Oui. Au préalable, il faut déterminer à qui et par quel biais le fichier numérique peut être remis. L’enregistrement peut être accessible sur une plate-forme sécurisée pendant une durée qui est à définir. Il peut être conservé ou détruit à la demande du client.

Lorsque le client envoie son propre enregistrement audio, doit-il y joindre des documents ?

Pour faciliter la rédaction, la compréhension des débats et l’identification des intervenants, il est utile de nous envoyer la liste des présents et l’ordre du jour, voire des documents présentés en séance.

Comment envoyer des fichiers à l’association ?
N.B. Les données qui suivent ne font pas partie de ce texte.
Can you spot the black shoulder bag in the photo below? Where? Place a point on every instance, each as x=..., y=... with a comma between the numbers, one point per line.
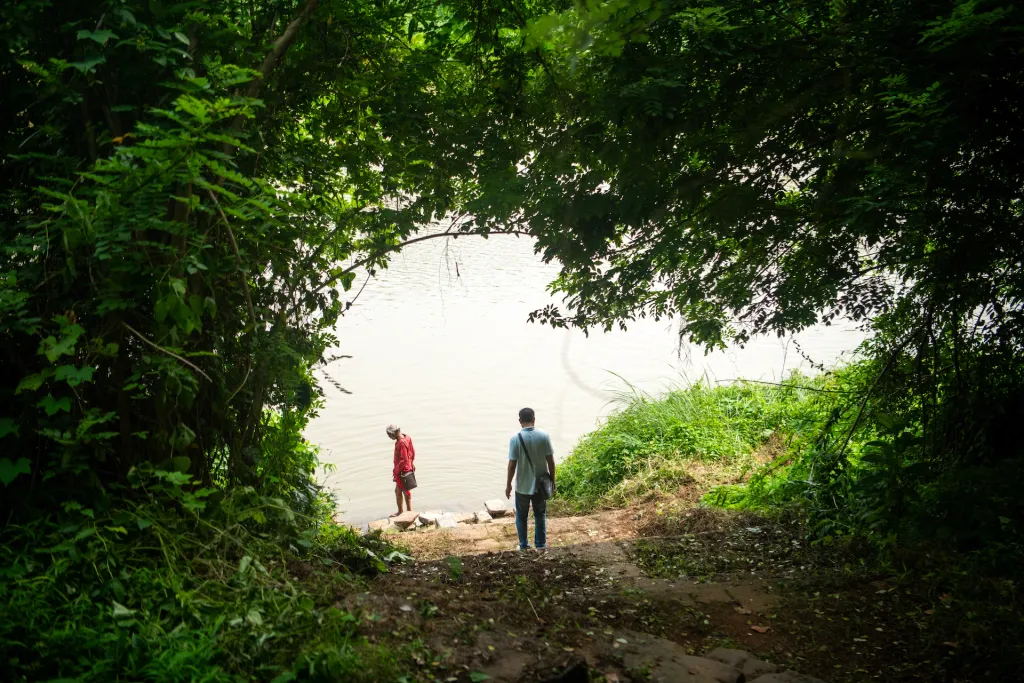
x=545, y=484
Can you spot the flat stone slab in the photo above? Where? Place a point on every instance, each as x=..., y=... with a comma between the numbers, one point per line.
x=481, y=517
x=430, y=516
x=496, y=507
x=683, y=669
x=445, y=521
x=786, y=677
x=406, y=519
x=742, y=660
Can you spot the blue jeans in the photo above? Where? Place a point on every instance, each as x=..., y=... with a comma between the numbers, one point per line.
x=540, y=519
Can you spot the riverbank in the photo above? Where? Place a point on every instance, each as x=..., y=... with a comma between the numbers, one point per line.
x=633, y=594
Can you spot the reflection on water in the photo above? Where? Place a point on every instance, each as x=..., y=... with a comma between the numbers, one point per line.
x=439, y=345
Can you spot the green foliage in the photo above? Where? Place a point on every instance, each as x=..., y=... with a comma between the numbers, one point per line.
x=183, y=584
x=757, y=167
x=649, y=442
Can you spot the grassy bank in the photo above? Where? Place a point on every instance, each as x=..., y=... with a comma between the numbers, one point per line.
x=716, y=434
x=866, y=472
x=168, y=582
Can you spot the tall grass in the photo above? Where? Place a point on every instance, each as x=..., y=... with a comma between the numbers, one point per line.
x=651, y=443
x=171, y=584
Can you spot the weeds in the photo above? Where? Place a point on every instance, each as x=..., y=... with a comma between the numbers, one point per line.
x=652, y=444
x=155, y=589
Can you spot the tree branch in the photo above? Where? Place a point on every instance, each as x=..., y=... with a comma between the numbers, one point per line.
x=281, y=46
x=397, y=247
x=170, y=353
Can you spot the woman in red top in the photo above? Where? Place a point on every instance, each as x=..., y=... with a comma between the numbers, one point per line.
x=404, y=457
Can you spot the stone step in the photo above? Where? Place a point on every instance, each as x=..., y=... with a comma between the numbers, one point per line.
x=496, y=507
x=406, y=519
x=445, y=521
x=481, y=517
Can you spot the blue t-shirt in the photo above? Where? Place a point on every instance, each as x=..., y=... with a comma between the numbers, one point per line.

Vous pouvez utiliser différents moyens sécurisés de transmission et partage d’information : une adresse électronique, un support CD, une clé USB, un serveur privé (le nôtre ou le vôtre), un site comme WeTransfer ou une plate-forme cloud comme Dropbox.

Que fait le rédacteur en séance et de quel équipement a-t-il besoin ?

Le rédacteur arrive sur les lieux suffisamment à l’avance pour installer son matériel et établir un plan de table qui lui permettra d’identifier les intervenants. Il a simplement besoin d’une place assise, d’un coin de table et d’une prise électrique. Pendant la réunion, il prend des notes de façon discrète, sans intervenir dans les débats. Néanmoins, il peut rappeler les personnes à la discipline si elles parlent en même temps et l’empêchent de mener à bien sa mission.

Un rédacteur peut-il assister à la séance sans avoir le droit de l’enregistrer ?

Oui. Dans ce cas, il ne pourra rendre compte de la réunion que de manière synthétique.

Est-il possible de modifier le cahier des charges en séance ?

Non. Une fois le cahier des charges validé par un devis ou un contrat, il n’est pas possible en cours de séance de demander à un rédacteur des changements qui dénatureraient le cahier des charges.

Un client peut-il bénéficier de rédacteurs attitrés ?

Oui. Il est préférable qu’un même rédacteur s’occupe des prestations d’un client régulier, dont il apprend peu à peu l’histoire, le fonctionnement, les enjeux et les particularités. En cas d’indisponibilité, il est suppléé par un autre rédacteur avec lequel il forme ainsi un binôme.

Quel est le délai de traitement ?

Au minimum une journée pour une heure d’enregistrement. Le délai varie au gré de différents facteurs : la durée de la réunion, la date de validation du devis, la disponibilité des rédacteurs… Des travaux peuvent être réalisés en urgence, facturés en conséquence. De manière générale, à partir du moment où la qualité est le critère primordial et que l’on fait appel à une équipe de taille limitée, il faut accepter le fait que le délai de livraison ne soit pas le plus rapide possible et puisse prendre quelques jours ouvrés.

Pourquoi la Compagnie des rédacteurs ne propose-t-elle pas de rédaction en « temps réel » ?

Nous ne proposons pas de rédaction en « temps réel », c’est-à-dire de livraison du compte rendu immédiatement après la réunion, parce que nous ne prétendons pas réaliser un travail d’excellente qualité sans prendre le temps de réviser, enrichir et peaufiner le texte et d’effectuer des recherches complémentaires assez souvent nécessaires.